The walking labyrinth on Furman University’s campus is part of a “Campus Reflective Walk” promoted by the Cothran Center to encourage people to see the campus with fresh eyes.

Last updated February 20, 2025

By Damian Dominguez, Senior Writer


Furman University’s Cothran Center is hosting a regional gathering of the Network for Vocation in Undergraduate Education (NetVUE) this weekend. Part of the conference will be the launch of a new book about vocational exploration featuring a chapter by Associate Professor Meghan Slining. 

For the Cothran Center, the term “vocation” is broadly defined as a person’s purpose, calling or the sense of meaning they find in their lives. 

“Those are things that apply to everyone, no matter their life context,” said John Harris, faculty director of the Cothran Center. “People of all ages and stations can benefit from intentional reflections on what is important and meaningful, and the Cothran Center programs offer opportunities for students, faculty, staff and alumni to do just that.”

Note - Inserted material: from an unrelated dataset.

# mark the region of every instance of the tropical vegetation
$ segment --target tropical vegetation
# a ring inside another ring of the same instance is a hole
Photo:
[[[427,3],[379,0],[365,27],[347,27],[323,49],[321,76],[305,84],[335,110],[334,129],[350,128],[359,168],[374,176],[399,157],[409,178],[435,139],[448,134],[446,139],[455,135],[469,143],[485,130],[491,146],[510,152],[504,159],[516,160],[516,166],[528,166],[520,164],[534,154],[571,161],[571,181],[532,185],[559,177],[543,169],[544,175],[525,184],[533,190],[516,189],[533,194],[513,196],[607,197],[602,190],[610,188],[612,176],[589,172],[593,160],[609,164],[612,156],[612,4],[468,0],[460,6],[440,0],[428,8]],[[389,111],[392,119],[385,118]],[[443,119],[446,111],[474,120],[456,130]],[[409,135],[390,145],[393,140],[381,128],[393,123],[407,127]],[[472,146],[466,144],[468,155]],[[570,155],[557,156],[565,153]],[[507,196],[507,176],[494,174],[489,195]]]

Meghan Slining, an associate professor of health sciences

The gathering at the Younts Conference Center features panel discussions, a plenary session, workshops and campus walking tours. Furman is among several hundred institutions that are part of NetVUE and has been a leader in vocational reflection, with the Cothran Center in operation since late-2000. Helping students reflect on their lives and potential career paths is a key component of The Furman Advantage, whether that’s through internships, research opportunities or study-away experiences. 

At the center of the NetVUE gathering is a celebration of the network’s new volume, “Called Beyond Our Selves: Vocation and the Common Good.” As a professor of health sciences, Slining contributed an essay to the book that explores how to model compassionate pedagogy in the classroom. 

“I chose a career in the liberal arts specifically because it would allow me to engage in vocational conversations with students, supporting them as they consider what provides meaning and purpose in their own lives,” Slining said. 

Her chapter explores the sense of responsibility many people feel to their work when they find meaning in caring for the common good. That kind of intense personal investment, she writes, can lead to some of the highest rates of burnout among professions. As an epidemiologist who researched and wrote this chapter during the COVID-19 pandemic, Slining said she experienced the toll that feeling a responsibility to one’s profession can take. Cultivating deeper compassion is what helped her navigate it. 

“I argue that educators have an important role in equipping, encouraging and preparing our students for sustainable vocational responsiveness,” she said. “Our communal responsibility as educators is to minimize burnout and engage in compassionate caring for students, colleagues and ourselves so that we may continue to nurture the common good.”